I’ve been working on a few new prints these last few weeks, one being for my friend as a birthday present and the other as an experimental project. I usually use a jig with pins when I print but this time I wanted to try a different way to register, the T and Bar Method, that I learned in college. I now regret this because the registration accuracy is not the best as the block can slide if you are not careful to physically hold it in place as it first starts going through the press. There is a slight kick-back from the press that can dislodge the paper and/or block from the original position you placed it in.

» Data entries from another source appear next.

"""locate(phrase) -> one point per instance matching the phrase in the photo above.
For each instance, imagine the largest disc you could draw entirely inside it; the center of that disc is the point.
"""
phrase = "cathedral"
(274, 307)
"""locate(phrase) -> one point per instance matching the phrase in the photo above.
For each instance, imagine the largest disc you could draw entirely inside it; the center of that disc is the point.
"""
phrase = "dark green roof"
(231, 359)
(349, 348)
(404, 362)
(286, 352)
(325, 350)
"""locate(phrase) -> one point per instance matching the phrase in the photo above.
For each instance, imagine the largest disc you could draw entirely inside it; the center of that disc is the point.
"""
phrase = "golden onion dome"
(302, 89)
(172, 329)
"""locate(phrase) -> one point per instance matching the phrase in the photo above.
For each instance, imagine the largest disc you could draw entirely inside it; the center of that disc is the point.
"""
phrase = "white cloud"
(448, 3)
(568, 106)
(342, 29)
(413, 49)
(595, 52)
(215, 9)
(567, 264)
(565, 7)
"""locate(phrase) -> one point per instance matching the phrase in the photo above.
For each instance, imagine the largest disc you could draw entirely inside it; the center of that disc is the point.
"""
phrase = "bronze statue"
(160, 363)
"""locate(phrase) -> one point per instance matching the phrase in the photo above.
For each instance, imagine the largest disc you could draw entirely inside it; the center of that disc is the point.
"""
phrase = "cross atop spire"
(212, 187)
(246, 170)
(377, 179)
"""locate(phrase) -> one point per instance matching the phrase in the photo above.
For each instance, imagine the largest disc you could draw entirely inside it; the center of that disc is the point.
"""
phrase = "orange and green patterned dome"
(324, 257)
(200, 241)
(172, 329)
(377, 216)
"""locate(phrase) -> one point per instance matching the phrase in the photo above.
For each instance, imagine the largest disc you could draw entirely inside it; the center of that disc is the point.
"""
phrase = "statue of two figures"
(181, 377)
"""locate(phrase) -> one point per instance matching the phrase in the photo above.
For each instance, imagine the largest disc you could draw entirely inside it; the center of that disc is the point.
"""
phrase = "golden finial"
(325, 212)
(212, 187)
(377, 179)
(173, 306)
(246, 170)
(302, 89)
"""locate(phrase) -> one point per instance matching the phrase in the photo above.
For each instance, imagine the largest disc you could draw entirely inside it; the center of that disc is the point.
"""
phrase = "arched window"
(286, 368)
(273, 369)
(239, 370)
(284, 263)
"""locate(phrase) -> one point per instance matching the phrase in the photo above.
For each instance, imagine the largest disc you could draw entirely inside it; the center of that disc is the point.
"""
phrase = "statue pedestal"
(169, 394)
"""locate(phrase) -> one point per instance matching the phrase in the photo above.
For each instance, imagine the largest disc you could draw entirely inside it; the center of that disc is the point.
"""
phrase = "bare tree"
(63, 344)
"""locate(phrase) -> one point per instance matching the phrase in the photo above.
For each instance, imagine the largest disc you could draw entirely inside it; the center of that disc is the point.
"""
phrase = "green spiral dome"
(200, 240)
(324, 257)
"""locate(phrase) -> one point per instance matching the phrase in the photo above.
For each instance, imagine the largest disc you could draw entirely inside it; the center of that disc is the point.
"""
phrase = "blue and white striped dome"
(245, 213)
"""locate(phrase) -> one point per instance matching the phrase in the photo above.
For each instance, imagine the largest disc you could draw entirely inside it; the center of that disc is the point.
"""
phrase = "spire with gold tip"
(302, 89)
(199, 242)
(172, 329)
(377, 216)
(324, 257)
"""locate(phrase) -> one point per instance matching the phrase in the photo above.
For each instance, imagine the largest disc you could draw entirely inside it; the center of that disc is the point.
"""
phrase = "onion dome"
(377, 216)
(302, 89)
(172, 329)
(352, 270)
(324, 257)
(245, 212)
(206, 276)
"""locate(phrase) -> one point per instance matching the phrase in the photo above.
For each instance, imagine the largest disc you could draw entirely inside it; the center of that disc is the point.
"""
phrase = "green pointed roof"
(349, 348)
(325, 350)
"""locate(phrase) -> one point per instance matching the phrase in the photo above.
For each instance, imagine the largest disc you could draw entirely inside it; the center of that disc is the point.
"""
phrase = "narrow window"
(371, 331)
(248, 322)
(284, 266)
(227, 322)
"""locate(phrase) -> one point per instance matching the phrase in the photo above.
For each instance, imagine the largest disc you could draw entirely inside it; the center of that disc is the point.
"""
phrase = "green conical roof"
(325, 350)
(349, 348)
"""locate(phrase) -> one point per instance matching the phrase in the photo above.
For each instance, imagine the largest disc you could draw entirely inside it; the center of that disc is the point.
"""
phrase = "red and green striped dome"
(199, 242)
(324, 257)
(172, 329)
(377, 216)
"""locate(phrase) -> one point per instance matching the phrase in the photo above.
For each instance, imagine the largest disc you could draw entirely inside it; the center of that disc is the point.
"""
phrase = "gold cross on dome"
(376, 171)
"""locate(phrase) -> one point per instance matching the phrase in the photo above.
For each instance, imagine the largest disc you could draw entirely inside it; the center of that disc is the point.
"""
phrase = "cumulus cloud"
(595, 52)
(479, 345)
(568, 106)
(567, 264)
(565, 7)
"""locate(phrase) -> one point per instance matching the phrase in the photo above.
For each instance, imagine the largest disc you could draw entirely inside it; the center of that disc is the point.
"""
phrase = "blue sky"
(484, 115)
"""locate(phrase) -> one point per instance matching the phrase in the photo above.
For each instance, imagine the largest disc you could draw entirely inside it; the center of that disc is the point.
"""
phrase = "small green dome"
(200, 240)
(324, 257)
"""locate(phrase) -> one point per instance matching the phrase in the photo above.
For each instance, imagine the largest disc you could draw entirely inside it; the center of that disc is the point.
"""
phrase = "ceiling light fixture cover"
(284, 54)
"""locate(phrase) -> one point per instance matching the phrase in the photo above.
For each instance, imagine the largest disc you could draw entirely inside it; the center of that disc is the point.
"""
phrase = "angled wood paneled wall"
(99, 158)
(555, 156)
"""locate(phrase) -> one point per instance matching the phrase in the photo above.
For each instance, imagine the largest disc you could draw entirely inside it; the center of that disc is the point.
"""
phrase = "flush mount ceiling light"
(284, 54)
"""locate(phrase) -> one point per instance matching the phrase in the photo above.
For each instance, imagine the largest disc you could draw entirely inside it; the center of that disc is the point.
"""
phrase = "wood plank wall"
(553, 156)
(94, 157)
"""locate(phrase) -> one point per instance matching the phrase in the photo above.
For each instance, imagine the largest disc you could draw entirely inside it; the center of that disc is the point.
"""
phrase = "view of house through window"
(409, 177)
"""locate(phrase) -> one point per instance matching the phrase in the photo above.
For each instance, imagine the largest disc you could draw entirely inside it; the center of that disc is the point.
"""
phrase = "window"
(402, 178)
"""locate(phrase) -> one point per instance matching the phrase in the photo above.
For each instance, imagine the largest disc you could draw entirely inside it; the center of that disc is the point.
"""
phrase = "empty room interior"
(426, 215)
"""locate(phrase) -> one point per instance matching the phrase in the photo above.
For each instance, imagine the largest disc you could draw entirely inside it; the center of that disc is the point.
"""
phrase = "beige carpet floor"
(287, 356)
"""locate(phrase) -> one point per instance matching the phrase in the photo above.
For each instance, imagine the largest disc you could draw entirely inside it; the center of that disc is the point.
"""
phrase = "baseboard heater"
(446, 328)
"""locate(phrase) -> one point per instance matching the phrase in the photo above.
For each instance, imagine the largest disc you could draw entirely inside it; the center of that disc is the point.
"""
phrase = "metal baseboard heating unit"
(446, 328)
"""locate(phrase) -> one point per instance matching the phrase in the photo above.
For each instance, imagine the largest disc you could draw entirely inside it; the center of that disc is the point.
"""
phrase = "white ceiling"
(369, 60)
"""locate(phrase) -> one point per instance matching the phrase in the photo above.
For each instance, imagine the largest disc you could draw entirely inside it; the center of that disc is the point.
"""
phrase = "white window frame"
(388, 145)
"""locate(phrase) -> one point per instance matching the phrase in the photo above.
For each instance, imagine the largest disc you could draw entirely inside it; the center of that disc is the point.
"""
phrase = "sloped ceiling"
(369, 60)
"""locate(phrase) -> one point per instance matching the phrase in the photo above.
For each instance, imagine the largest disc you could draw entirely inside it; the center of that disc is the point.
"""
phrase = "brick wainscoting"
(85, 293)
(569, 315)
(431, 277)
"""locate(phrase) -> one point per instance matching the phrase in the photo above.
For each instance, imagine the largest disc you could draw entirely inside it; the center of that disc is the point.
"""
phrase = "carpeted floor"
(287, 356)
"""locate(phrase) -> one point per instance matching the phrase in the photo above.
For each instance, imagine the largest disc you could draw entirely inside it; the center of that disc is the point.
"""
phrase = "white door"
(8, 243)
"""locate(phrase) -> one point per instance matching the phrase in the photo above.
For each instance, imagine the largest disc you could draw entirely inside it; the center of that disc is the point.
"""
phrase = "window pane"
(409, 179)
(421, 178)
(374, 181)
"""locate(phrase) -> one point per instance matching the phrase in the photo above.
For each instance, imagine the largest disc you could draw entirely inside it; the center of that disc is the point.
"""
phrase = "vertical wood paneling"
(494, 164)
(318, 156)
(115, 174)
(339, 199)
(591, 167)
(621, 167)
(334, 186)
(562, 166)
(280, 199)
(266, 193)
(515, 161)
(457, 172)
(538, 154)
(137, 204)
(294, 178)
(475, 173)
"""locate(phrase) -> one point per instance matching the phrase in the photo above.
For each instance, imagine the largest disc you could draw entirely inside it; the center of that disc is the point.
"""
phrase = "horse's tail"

Here are a few photos to help explain the T and Bar Method:
The paper underneath the block and sheet of vinyl is a piece of newsprint that has been drawn on with sharpie outlining the placement of the block as well as the paper. Each of which has a line in the direct middle all the way down, lining up their centers from left to right. After you’ve set the pressure and inked your block, you line up the block with it’s outline on the press and then line up the left edge of the paper along it’s respective line as well.
After the left edge has been lined up, you “drop” the paper down and line it up with the right side centering line. You gently flatten the paper down with your hand to help keep it in place (wet ink + dry paper = good traction), run it through the press and you’ve got your print!
If you look closely it is slightly off on registration because of the many factors I mentioned before (human error, not enough traction, kick-back on the press…). I really prefer the method I’ve stuck with until meow. I mean, now. Which is the jig method.
Here are some photos of my latest portrait print that I finished for my friends birthday:
As you can see, the pins, the small ledges, and the snug-ness of the block within those ridges help keep the registration perfect (or close to). This is a small jig I had created out of some leftover mat board and wood glue for 4″x 6″ blocks and I can interchange the blocks whenever I switch projects. The results are great!
Anywho…that’s my opinion on T and Bar vs Pin Registration Methods! I’ve finished a post finally! 😀 I hope everyone stays safe and healthy and I hope to keep up posting every week!! I’ll be better about it….I hope and hope some more!! Okay, BAAAI!!